Bu sayının PDF formatını download etmek için tıklayın

 

Faşist ırk çılığa ve darbe tehditlerine karşı

“İşçilerin birliği, halkların kardeşliği!”

Bazı işlerini karanlıkta yapmayı adet edinen militarist güçler, yine bir geceyarısı Genelkurmay’ın internet sitesine “e-muhtıra” yerleştirerek, namluyu birkez daha “mutlu Türk” olmayanlara çevirdiler. Toplumsal uyanışı, demokratik tepki gösteren işçi sınıfı ve emekçileri, ilerici-devrimci hareketi tank paletleri altında ezenler, bu defa “yüce Türk milletinin kitlesel karşı koyma refleksi”ne seslenerek “harekete geç!” emri veriyorlar.
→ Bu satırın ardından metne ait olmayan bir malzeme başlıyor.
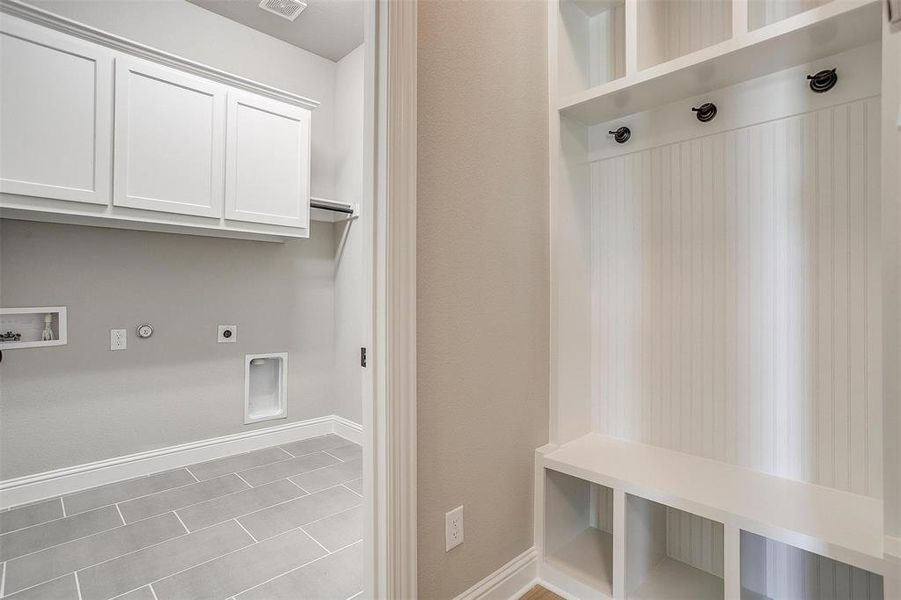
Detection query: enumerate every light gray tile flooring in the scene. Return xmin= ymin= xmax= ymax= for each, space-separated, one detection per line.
xmin=0 ymin=435 xmax=363 ymax=600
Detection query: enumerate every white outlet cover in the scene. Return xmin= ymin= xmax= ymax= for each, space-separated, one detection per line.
xmin=445 ymin=505 xmax=464 ymax=552
xmin=110 ymin=328 xmax=127 ymax=351
xmin=218 ymin=325 xmax=237 ymax=343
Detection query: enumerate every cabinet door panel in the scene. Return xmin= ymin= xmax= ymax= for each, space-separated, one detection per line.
xmin=0 ymin=18 xmax=112 ymax=204
xmin=225 ymin=90 xmax=310 ymax=228
xmin=114 ymin=57 xmax=225 ymax=218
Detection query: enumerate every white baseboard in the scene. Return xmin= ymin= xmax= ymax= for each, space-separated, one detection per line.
xmin=453 ymin=547 xmax=538 ymax=600
xmin=0 ymin=415 xmax=362 ymax=509
xmin=332 ymin=414 xmax=363 ymax=445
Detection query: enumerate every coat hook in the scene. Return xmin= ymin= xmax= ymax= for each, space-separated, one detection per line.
xmin=691 ymin=102 xmax=717 ymax=122
xmin=807 ymin=68 xmax=837 ymax=93
xmin=608 ymin=126 xmax=631 ymax=144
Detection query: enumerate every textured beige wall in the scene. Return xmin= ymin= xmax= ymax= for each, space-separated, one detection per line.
xmin=417 ymin=1 xmax=549 ymax=598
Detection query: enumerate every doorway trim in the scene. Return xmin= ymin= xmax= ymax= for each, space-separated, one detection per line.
xmin=364 ymin=0 xmax=417 ymax=598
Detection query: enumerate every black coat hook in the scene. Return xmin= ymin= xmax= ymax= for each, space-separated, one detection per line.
xmin=807 ymin=68 xmax=837 ymax=93
xmin=692 ymin=102 xmax=717 ymax=122
xmin=608 ymin=126 xmax=631 ymax=144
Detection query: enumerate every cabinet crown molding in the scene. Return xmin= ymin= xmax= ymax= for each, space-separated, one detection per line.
xmin=0 ymin=0 xmax=320 ymax=111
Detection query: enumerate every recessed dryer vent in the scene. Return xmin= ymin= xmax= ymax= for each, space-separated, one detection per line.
xmin=244 ymin=353 xmax=287 ymax=424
Daha önce yaptıkları darbeler savaş aygıtı NATO’nun Brüksel’deki karargahında kutlamalara vesile olurken, verili durumda Kürt sorunu konusunda Washington’daki efendileriyle anlaşamayan Türk ordusunun kurmayları, yeni bir askeri darbe için vize alamıyorlar. Tabii önceki darbelerin baş destekçisi olan TÜSİAD kodamanları da, bugünkü koşullarda darbeyi pek “şık” bulmuyorlar. Bundan dolayı generaller öncelikle sorunu “e-muhtıralar”la çözmeye çalışıyorlar.
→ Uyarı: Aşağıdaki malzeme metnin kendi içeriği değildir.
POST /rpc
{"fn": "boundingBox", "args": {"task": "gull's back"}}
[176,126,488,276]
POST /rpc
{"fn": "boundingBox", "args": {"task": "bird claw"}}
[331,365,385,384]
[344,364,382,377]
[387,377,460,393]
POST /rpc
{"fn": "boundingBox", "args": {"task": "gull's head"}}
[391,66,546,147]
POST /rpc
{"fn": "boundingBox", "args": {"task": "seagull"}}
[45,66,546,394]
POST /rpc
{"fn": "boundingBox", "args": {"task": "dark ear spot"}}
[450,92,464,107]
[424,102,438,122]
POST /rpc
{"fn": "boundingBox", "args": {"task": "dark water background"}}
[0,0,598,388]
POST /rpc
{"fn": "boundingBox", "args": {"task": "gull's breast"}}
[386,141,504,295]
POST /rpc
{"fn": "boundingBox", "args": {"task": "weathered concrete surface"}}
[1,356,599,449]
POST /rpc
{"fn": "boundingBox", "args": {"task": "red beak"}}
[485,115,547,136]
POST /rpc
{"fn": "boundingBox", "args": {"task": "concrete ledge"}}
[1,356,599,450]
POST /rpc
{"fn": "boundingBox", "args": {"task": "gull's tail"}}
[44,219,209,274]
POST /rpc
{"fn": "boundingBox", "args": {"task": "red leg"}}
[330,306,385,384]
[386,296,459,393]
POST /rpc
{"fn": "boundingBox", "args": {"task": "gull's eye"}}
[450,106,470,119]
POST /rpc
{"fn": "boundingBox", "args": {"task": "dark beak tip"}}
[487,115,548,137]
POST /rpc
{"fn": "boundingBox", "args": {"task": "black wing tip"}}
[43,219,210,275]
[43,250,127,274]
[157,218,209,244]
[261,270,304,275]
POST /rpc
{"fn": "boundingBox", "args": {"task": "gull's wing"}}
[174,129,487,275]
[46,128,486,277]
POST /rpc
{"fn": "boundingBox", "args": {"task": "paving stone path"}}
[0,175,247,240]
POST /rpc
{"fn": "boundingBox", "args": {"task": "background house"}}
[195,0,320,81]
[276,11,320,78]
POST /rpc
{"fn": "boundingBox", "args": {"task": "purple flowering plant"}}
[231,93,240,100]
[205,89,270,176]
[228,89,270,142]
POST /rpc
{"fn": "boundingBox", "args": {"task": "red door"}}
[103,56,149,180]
Abdullah Gül’ün Çankaya tepesine tırmanmaya heves etmesiyle yeni bir evreye giren egemenler arası iktidar savaşı, gelinen yerde, Kürt halkına düşmanlık, ‘Kuzey Irak’a operasyon’, “terör”, “güvenlik” görünümüne bürünmüştür. 27 Nisan muhtırasının gerekçesi “laikliği korumak” şeklinde ifade edilirken, birbuçuk ay gibi kısa bir sürede “laiklik/şeriat” kutuplaşması unutulmuş, taraflar savaş çığırtkanlığı yarışına girmiştir. Tam da bu evrede, militarist güçlerin argümanlarını güçlendiren Ankara’daki patlama ile mayınların peşpeşe patlamasıyla çok sayıda askerin ölmesi dikkat çekicidir.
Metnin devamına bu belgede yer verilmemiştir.